BILL ANALYSIS
Senate Research Center |
S.B. 1623 |
87R12068 KEL-D |
By: Bettencourt |
|
Higher Education |
|
4/12/2021 |
|
As Filed |
AUTHOR'S / SPONSOR'S STATEMENT OF INTENT
Tenure grants a professor permanent employment at their university and protects them from being fired. A tenured professor has a degree of lifetime job security not offered in other professions.
Tenure is closely tied with academic freedom with its original purpose of enabling scholars to pursue lines of research that might not have an immediate payoff, and to let them write or say controversial things without worrying that doing so might cost them their jobs.
Colleges and universities are burdened with unproductive and problematic professors because they are tenured.
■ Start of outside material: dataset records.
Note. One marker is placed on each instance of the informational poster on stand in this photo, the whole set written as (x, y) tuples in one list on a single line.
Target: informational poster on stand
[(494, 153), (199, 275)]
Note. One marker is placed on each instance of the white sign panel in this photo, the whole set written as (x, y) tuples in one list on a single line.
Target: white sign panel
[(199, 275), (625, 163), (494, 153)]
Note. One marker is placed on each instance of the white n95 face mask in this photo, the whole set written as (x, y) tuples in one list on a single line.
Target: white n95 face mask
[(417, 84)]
Having no recourse to terminate these individuals, the institutions are obligated to continue to pay millions in salaries that could go towards hiring more capable and useful educators.
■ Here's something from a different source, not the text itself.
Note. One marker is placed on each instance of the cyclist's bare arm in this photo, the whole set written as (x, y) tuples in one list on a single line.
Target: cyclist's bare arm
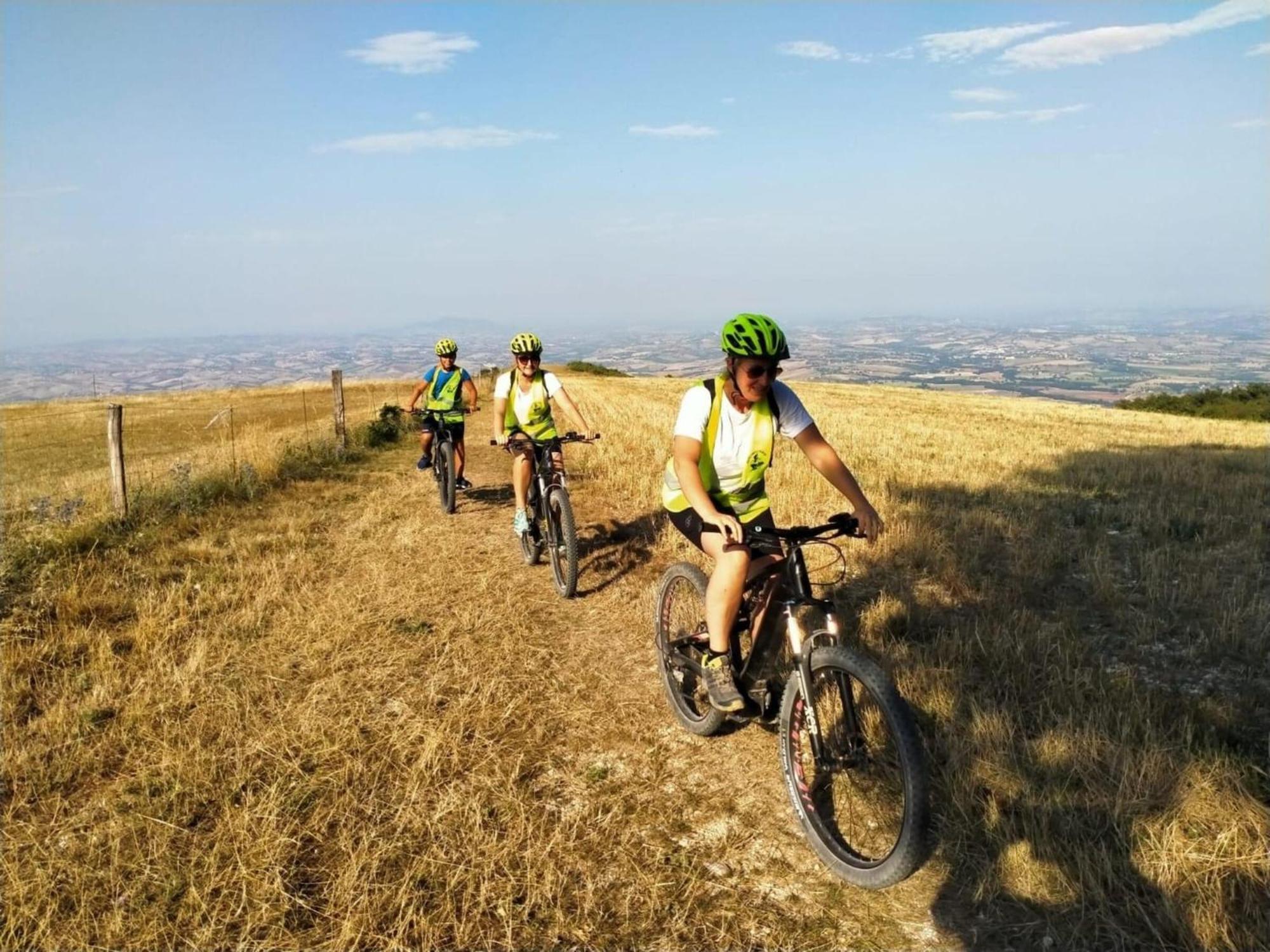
[(830, 465), (688, 458), (415, 397), (500, 414), (572, 409)]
S.B. 1623 specifically puts into statute that good cause for revoking the tenure of a faculty member is by their initiation of a civil suit against a student enrolled at the institution.
As proposed, S.B. 1623 amends current law relating to good cause for revoking the tenure of or otherwise disciplining a faculty member of a public institution of higher education in this state.
RULEMAKING AUTHORITY
This bill does not expressly grant any additional rulemaking authority to a state officer, institution, or agency.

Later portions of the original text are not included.